You can get around this by one of the following ways:

	$ DNL /ADDR=0:1000 fred		!always follow the DNL with a space or
	     ^ this space is important
	$ MCR DOWND /ADDR=0:1000 fred	!ditto
		   ^ watch this space
	$ DNL = "MCR DOWND "		!define DNL with a trailing space or
			  ^ this space is important
	$ DNL := $DOWND			!define DNL as a foreign command

The setup time for DOWND increases linearly with the size of the input file
in ADDRESS SPACE, not necessarily with the quantiy of data. This is because
it builds a memory image of the data to be loaded. If you compile 1 byte at
address 0 and one byte at address 1000 (hex), the file is assumed to be 65k
bytes big even though there's only 2 bytes in memory. Two things happen as
a result of this. One is you may exceed your virtual memory quota (most people
have about 8Mb of quota). The second is the excessive time it'll take VMS to
deliver n megabytes of virtual memory.

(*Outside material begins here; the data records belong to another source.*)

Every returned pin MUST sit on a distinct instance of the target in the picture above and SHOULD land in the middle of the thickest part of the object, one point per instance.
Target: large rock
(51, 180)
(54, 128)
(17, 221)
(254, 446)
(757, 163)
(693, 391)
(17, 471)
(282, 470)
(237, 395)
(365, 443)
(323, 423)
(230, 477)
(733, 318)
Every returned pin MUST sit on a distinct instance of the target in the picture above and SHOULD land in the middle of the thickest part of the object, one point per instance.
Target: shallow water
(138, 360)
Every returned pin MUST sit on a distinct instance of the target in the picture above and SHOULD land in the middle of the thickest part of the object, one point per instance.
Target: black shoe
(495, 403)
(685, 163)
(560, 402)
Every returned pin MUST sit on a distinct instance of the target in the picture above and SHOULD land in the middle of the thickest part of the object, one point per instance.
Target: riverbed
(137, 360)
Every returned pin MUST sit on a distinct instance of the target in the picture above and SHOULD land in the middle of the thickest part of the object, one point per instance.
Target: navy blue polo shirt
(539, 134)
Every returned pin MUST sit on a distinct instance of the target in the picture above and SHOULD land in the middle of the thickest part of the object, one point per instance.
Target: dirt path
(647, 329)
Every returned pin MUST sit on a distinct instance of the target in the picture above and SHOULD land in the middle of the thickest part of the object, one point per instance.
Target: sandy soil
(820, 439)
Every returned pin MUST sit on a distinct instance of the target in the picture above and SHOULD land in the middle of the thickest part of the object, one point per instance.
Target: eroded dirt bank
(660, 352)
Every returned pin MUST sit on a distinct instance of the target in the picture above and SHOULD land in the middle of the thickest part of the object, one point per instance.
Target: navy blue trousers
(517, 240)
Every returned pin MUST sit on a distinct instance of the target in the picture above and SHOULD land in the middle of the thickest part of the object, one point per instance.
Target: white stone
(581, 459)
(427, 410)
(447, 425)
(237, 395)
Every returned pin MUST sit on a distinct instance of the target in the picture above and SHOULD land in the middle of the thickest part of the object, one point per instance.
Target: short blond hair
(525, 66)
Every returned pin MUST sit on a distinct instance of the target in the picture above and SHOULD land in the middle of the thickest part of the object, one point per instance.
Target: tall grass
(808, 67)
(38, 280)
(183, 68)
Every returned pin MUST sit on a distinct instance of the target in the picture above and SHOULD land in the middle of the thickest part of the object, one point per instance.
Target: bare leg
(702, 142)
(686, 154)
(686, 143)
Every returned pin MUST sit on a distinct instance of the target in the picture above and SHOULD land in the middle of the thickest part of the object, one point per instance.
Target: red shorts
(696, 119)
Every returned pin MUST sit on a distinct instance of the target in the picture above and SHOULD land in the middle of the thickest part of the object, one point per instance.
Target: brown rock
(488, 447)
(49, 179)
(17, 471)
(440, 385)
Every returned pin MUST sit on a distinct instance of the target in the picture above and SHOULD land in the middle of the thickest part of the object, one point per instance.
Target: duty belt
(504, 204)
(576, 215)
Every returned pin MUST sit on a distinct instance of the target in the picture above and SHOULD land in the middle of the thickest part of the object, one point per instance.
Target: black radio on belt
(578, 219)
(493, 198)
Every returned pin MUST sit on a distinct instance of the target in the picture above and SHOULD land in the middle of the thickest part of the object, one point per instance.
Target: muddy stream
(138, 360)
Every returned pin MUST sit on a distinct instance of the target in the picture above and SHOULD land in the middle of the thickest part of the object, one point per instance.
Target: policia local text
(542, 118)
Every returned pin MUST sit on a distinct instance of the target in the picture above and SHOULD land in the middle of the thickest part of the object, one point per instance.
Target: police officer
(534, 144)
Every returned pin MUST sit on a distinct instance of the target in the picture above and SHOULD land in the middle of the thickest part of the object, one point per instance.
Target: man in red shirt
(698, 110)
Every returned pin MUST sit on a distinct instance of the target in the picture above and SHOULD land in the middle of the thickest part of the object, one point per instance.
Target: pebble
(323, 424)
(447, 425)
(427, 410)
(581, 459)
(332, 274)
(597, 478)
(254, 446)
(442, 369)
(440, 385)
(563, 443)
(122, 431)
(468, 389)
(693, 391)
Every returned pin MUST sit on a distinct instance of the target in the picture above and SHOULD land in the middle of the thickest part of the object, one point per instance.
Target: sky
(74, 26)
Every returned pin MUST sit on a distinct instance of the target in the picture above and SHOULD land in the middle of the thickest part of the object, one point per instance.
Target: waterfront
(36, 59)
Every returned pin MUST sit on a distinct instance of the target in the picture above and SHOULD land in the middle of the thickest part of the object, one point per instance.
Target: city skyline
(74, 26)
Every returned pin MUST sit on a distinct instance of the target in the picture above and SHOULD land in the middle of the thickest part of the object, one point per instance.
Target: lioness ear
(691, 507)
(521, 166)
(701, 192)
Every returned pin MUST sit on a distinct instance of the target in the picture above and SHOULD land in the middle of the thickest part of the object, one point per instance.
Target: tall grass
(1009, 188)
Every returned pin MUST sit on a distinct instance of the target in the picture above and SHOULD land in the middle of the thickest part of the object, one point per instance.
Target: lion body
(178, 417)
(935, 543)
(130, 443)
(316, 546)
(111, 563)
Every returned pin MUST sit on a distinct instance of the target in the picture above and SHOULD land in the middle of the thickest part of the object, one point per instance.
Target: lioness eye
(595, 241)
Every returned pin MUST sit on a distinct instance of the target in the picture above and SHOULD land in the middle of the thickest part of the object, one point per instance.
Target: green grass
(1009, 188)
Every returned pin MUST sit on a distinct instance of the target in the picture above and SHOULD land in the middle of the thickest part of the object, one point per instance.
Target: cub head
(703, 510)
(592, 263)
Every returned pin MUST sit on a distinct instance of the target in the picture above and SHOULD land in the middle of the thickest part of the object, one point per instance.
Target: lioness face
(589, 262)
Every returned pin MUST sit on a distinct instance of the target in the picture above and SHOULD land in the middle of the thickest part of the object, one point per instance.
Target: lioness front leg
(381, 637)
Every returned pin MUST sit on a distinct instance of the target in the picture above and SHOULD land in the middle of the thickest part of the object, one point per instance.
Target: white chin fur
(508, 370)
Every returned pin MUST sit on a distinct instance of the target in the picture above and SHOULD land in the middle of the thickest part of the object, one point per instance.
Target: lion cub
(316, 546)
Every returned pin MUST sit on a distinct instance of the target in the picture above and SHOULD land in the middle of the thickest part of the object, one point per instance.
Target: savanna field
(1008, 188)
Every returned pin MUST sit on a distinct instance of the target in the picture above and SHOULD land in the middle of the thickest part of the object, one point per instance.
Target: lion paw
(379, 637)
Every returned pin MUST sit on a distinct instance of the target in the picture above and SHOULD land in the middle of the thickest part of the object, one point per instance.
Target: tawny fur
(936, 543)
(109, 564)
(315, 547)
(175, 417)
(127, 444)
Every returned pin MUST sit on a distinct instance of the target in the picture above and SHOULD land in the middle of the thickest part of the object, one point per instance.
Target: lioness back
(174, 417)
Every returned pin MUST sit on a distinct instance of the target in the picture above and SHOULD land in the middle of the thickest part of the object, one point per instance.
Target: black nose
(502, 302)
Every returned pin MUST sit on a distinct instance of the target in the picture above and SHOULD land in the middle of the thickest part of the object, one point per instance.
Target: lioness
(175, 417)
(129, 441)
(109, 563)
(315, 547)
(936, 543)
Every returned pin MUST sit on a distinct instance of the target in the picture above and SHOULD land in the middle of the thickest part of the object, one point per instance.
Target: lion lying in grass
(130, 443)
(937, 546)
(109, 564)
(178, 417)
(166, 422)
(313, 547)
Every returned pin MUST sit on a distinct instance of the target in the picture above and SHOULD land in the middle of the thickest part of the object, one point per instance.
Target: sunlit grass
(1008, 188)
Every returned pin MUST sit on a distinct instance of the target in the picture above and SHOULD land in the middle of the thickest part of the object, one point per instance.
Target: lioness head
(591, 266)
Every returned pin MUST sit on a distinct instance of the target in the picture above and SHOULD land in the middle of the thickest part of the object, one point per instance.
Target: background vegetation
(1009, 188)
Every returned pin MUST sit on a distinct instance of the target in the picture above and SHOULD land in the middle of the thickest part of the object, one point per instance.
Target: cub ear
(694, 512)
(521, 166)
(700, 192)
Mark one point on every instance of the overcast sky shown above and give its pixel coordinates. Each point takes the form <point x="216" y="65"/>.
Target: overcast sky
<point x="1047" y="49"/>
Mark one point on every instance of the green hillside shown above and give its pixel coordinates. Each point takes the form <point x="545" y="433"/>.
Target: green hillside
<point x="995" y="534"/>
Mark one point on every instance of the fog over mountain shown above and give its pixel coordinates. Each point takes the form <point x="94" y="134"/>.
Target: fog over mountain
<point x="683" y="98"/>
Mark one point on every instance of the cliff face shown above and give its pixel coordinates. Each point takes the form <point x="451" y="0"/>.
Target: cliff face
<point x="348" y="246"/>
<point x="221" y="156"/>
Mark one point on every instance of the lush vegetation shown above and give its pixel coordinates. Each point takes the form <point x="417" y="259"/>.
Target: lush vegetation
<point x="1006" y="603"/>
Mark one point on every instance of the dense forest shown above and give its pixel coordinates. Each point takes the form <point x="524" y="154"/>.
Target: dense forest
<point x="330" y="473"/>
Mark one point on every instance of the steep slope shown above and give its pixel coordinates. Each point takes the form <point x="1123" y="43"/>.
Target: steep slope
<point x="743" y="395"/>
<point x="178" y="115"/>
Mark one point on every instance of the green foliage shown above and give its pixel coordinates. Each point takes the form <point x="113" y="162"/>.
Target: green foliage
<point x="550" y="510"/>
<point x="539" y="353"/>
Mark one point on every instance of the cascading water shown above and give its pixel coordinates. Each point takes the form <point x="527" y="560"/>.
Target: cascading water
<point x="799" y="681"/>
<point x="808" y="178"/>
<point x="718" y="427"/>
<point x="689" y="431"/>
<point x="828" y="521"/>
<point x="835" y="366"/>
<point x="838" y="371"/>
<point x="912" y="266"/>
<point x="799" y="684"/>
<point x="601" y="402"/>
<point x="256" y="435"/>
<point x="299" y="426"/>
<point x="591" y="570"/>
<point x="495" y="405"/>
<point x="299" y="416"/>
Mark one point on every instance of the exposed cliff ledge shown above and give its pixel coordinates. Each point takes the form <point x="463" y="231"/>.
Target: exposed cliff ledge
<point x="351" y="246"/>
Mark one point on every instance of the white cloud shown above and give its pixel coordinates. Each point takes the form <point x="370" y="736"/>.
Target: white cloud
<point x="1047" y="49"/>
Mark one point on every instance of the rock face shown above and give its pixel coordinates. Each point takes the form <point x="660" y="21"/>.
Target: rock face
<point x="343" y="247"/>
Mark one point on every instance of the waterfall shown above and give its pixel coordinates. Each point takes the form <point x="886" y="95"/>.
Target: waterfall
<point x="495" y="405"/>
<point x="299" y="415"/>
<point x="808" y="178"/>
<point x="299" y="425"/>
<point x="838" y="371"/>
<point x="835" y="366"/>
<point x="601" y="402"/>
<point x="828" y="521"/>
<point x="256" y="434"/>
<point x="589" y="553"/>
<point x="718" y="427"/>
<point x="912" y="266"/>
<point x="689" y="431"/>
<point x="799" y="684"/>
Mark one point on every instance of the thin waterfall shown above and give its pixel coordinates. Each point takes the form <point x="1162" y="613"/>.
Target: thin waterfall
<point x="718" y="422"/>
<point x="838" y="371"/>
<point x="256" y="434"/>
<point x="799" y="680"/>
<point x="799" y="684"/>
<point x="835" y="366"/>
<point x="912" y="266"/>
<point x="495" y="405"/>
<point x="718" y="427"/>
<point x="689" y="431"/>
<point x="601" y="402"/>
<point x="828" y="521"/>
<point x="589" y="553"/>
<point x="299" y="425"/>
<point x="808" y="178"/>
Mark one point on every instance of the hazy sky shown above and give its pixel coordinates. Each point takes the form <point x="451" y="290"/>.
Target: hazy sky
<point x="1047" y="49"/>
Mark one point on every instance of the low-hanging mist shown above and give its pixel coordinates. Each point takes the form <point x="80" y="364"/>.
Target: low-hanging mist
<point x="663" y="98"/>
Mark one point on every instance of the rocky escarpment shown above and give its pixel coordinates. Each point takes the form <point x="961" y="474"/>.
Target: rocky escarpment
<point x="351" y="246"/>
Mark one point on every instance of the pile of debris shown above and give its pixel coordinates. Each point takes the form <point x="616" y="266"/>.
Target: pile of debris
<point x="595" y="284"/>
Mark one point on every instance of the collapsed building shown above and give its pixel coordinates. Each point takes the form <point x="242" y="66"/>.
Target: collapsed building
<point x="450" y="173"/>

If you know what the address limits
are of the data you want to download (or MIXIT, it has the same restrictions),
then specify them. It's fastest if you specify both a lower and upper limit.
It's slightly faster still if you specify to exclude symbols (/NOSYM), even if
the file you are downloading has no symbols in it.

On a similar note, when using MIXIT, I suggest that you select a binary file
format wherever possible; VLDA is the most flexible. Not only are the files
smaller, but MIXIT, DIO, IMI and DOWND can process them many times faster
than they can the TEKHEX and ROM formats. A number of you are taking .HEX
files, MIXIT'ng them into .ROM files then doing something else with them.
If that something else doesn't involve editing or assembling, then you should
be MIXIT'ng them into a VLDA file (VLDA files can be appended).